「歴史は繰り返すのか」という声も聞こえている。

 過去にロッテは『高卒ドラ1の左打ち強打者』を何度も獲得してきたが、満足な結果は残せていない。筆頭は千葉・銚子商から95年ドラフト1位で入団した澤井良輔。高校時代は『西の福留孝介(PL学園/現・阪神)、東の澤井』と騒がれたが、プロ通算5年で90試合出場36安打に終わった。他にも15年ドラフト1位の平沢大河(仙台育英)は、チャンスを与えられながら1軍に定着できずにいる。

 そんな中、17年ドラフト1位の安田尚憲(履正社)が、1軍の4番で結果を残しつつあるのは光明だろう。

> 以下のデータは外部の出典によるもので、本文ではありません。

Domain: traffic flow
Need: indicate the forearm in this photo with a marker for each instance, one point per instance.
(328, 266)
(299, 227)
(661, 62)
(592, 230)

「『高卒1位の左打ち強打者』の黒歴史と言われている。しかも平沢、安田、藤原と近年多くの高卒の左打者を獲得した。3人ともまだ20代前半だが、1軍での内容、結果ともに、ここまでは目立った実績はない。ネット上などでは『藤原も同じなのでは……』とも言われている。ここにきて3年目で形になりつつある安田の頑張りは、藤原にとっても大きな励みになっているはず。焦らずにじっくり頑張れば良い。もちろん平沢にも出てきて欲しい」(ロッテ担当記者)

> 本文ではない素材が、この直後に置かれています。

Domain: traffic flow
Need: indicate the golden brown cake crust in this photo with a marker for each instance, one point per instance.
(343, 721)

 故障も癒えつつある藤原は、2軍戦では1番打者として試合に出場している。

「試合での目標は毎試合、安打と四球で出塁をすること。一年間の中で調子が悪くてヒットが打てない時もあるのでそういう時に四球を選べるようにしたい。そういう細かい打撃を身に付けることで打率は上がる。とにかく、もったいない打席を減らしたいと思います」(7月8日付スポーツナビ)

 自ら課題を語っていたが、厳しい状況が続いている。出塁率に言及していたが2軍リーグワーストの三振数(9月19日時点で65個)を記録。7月には34打席連続無安打、15打席で10三振ということもあった。

 だが、4番の英才教育をされている安田とともに、『1番・藤原』はロッテの看板を背負うことを期待されている。グラウンド外ではなく、チームを引っ張る戦力として結果を残し続けることが求められている。しかし現時点において、未来への道はまだ見えていない。ここから先は本人の頑張り次第である。横道に逸れることなく、かつての黒歴史を忘れさせてくれる活躍を誰もが待っている。